3.平成26年8月21日付けで通知した拒絶理由の内容
当審が平成26年8月21日付けで通知した拒絶理由のうち、理由3の内容は、次のとおりである。

「<理由3>
本願は、明細書の発明の詳細な説明及び特許請求の範囲の記載が、次の点で不備であるから、本件出願は特許法第36条第4項第1号及び同第6項第2号に規定する要件を満たしていない。



(1)「空気室」に関し、どのような構造を有するのか、どのようにして「空気室の気圧を一定に保つ」(段落【0022】)のか不明である。具体的には、図10において、空気室11が、眞空の発生する分岐点3とほぼ同じ高さに位置していると看取されるところ、空気室内の空気圧は極端に小さくなって、極限まで膨張すると考えられるが、どのようにして空気室の気圧を一定に保つのか?

…(中略)…

(3)水槽5内の液体6の上面に作用する気圧を、試験管1内の液体に伝えるためには、ピストン8が自由に上下動する必要があると考えるが、試験管1に対するピストン8の摺動抵抗、及びクランク9がピストン8に及ぼす荷重が、どの程度であるか不明である。
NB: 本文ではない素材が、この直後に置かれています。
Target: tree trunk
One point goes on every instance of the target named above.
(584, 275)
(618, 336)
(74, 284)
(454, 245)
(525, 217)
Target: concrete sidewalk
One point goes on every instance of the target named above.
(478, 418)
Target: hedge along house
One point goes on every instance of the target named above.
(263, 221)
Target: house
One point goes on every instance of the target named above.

このため、本願の請求項1に係る発明は明確でなく、さらに、本願の明細書の発明の詳細な説明は、当業者が請求項1に係る発明を実施することができる程度に明確かつ十分に記載されたものでない。 」

4.平成26年12月12日提出の意見書における主張
当審が平成26年8月21日付けで通知した拒絶理由の理由3に対して、平成26年12月12日提出の意見書における請求人の主張は、次のとおりである。
「(3)拒絶理由3は、明細書の発明の詳細な説明及び特許請求の範囲の記載が(空気室)不備で要件を満たしていない。
上記については前回の特願2010-167555の拒絶理由通知書(発送番号056208・審判請求の番号、不服2011-20461)の記〔1〕-2により、仮に真空が断続的に発生したとしても、大気圧は常に変動し、一定でないため「真空となる管2」内に真空4が断続的に発生し得ない可能性があるとの御指摘を受けました。本案の心臓部である真空4が断続的に発生しなければ、本案の発明の意味がない。
ついては、大気圧に変動があっても、大気圧が液体と真空とに分れる分岐点3が常に一定の位置に保たなければならない。
したがって、今回、新たに空気室を設け、空気室の気圧の変化をセンサーが察知し、錘10により常に分岐点の位置は変わらない様、液体の水位を上下させ、新たに特許申請を申し上げた次第であります。
<空気室の機能>
(1)空気室は、真空が発生する基本となる高さに設置し、場所は図10のように液体の入っている番号6より枝分かれのような空気室を取り付ける。
(2)枝分かれした空気室の上部には空気を入れ、下部は番号6の液体が入っている。
(3)大気圧の外気が弱くなると、空気室の空気はうすくなり、空気室のセンサーによって、番号13のモーターに伝導し、番号10の錘が働き、錘が下がると液体全体が上昇し、真空を作る基準点まで押し上げる。真空となる高さを一定に保つ。逆に大気圧が強ければ、錘が上がり液体全体が下がる。
(4)いかにして、断続的に真空を発生させ回転させることが肝要である。
以上の通り意見書を提出いたしましたので、よろしくご検討下さいますようお願い申し上げます。
※真空を利用し、大気圧のエネルギーを産業上に利用しているものが見受けられる。
その1つとして「米袋用カンタンハンド」があり、30kgの米俵を軽がると持ち上げ1日何万袋も移動させている。
この構造は、原理は本案で同じで、空気を抜いて真空にし、真空を直接、米紙袋にあて、大気圧の力を利用して持ち上げている。
又、福島産米は原発事故による放射線の検査を全袋行っており「米袋用カンタンハンド」は大いに社会に貢献している。」

5.平成26年8月21日付けで通知した拒絶理由の理由3についての検討
平成26年12月12日提出の意見書の内容を検討しても、「空気室」が、どのような構造を有するのか、どのようにして「空気室の気圧を一定に保つ」のかが、不明である。
すなわち、上記意見書には、「空気室は、真空が発生する基本となる高さに設置し」と記載されているが、図10において、試験管1の上部に真空4が発生しているということは、真空4が発生している位置とほぼ同じ高さに位置する空気室11の中の空気は、極めて低い気圧となり、極限まで膨張することにより、空気室内に空気を維持することは困難であると考えられる。その状態において、どのようにして空気室の気圧を一定に保つのかが不明であるから、本願の発明の詳細な説明の記載は、当業者が請求項1に係る発明を実施することができる程度に明確かつ充分に記載したものであるとはいえない。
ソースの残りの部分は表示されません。